Aside from a subtle facelift outside, which brought a restyled grille, new headlights and taillights and some revised lines, the major update to the 2020 Audi A5 Sportback is found inside. Audi have turned on a dime when it comes to their interior technology philosophy, ditching their highly-regarded rotary controller in favour of touchscreens. The A4 and A5 range has now adopted this change, adopting a larger, crisper 10.1-inch slate touch display atop the dashboard. Quality inside is rock-solid, with a loud thunk as the door closes and tight shut lines between the mix of soft plastics, real, cold metals and leather.
Don’t get us wrong: the new touchscreen works well, with slick software, easy-to-hit targets and beautiful satellite mapping thanks to a three-year bundled Telstra 4G connection that also powers a range of information and safety features. But living in a country with plenty of rougher roads, we miss the ease and intuitiveness of hard buttons.
No complaints about the awesome 12.3-inch Virtual Cockpit display ahead of the driver, which has been an Audi hallmark for years now – this feature places a rich display of your speed, rev counter, mapping and media information in your line of sight. However, this is also backed up by a head-up display that is standard on the 45 TFSI.
Your music is clearly audible because refinement levels inside are really impressive. Audio comes by way of Audi’s own 10 speaker, 180 watt stereo as standard – this sounds good, but connoisseurs will prefer the Bang & Olufsen 3D system packing 19 speakers and 755 watts that forms part of the Premium Plus package ($4,900). We’d opt for that pack, given it brings other desirable features along like a panoramic opening sunroof, laser headlights, privacy glass, and a 30-colour interior ambient lighting pack.
The seats are firm but supportive and comfortable in that German way. Twelve directions of adjustment are fitted to both front seats, and the driver’s pew has memory, making it easy to live with for couples. Heating is standard on the 45 TFSI grade (but optional on the 40 TFSI). Black or grey upholstery is available, but Audi do offer a wider range of exterior and interior colours by way of the custom-order Audi Exclusive programme available for Australian buyers. Aluminium trim is standard, while handsome open-pore oak inlays cost $520 more.

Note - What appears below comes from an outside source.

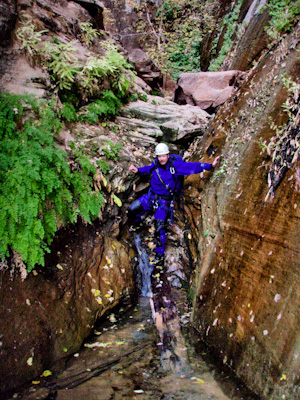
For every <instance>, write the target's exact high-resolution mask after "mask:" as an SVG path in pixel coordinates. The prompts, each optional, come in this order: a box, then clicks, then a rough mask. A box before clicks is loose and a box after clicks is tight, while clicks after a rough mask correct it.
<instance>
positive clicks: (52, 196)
mask: <svg viewBox="0 0 300 400" xmlns="http://www.w3.org/2000/svg"><path fill="white" fill-rule="evenodd" d="M26 109H30V114H31V115H32V117H31V118H28V115H25V114H24V113H25V110H26ZM60 129H61V123H60V121H59V119H58V118H57V115H56V113H55V112H54V111H53V105H52V104H51V103H46V102H43V103H41V102H38V101H37V100H35V99H34V98H33V97H29V96H17V95H11V94H7V93H0V139H1V142H0V201H1V209H0V235H1V244H0V258H1V259H2V260H3V259H4V258H5V257H6V256H8V255H9V254H10V250H14V251H16V252H17V253H19V254H21V256H22V259H23V261H24V262H25V263H26V264H27V267H28V270H31V269H32V268H33V267H34V266H35V265H36V264H41V265H43V264H44V254H45V252H49V245H50V243H51V241H52V239H53V236H54V234H55V232H56V230H57V223H58V221H60V222H62V223H68V222H71V223H73V222H75V221H76V220H77V219H78V217H79V216H81V217H82V218H83V219H84V220H85V221H87V222H88V223H90V222H91V221H92V219H93V218H96V217H97V216H98V215H99V212H100V207H101V205H102V202H103V198H102V195H101V193H100V192H97V193H96V192H93V190H92V177H91V174H92V173H93V171H94V170H95V168H94V167H93V166H92V165H91V164H90V163H89V162H88V161H87V160H86V159H83V157H81V156H80V154H75V155H74V157H75V159H76V162H77V163H78V166H79V167H78V168H77V169H76V170H74V171H71V169H70V167H69V164H68V159H67V155H66V153H64V152H63V151H62V150H60V149H59V148H58V147H57V146H56V144H55V141H54V136H55V134H57V133H58V132H59V131H60Z"/></svg>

There’s a comprehensive safety suite standard on the A5 Sportback: Audi have bundled in high-speed and city-speed AEB, active cruise control, lane keep assist, parking sensors and automation, blind spot monitoring, rear cross traffic alert, cyclist exit warning, auto lights and wipers, and junction-turning emergency braking. The majority of these features can be turned off at will.
Other standard inclusions for the A5 Sportback not mentioned above take in eight airbags, tyre pressure monitoring, selectable drive modes, a space saver spare wheel, full keyless entry to all doors and the tailgate, push-button start, tri-zone climate control, a frameless rear-view mirror, black headlining, and 40/20/40 folding rear seats.
Any hangups? The lack of a diesel variant isn’t new for the A5 Sportback range, but neither has Audi added a fuel-sipping hybrid or plug-in version. And while Audi often offers a five-year warranty as a buying incentive, the fact that this longer coverage is not the standard offer is a growing disappointment, particularly in light of Mercedes-Benz making five years of coverage standard for Australian buyers.
On the whole, though, there’s much to love about the Audi A5 Sportback. This is a svelte, sexy vehicle that delivers the kind of premium driving experience that you expect from a luxury badge, along with a crisp and stylish interior that has been subtly updated to include new technologies. It’s a car we happily recommend.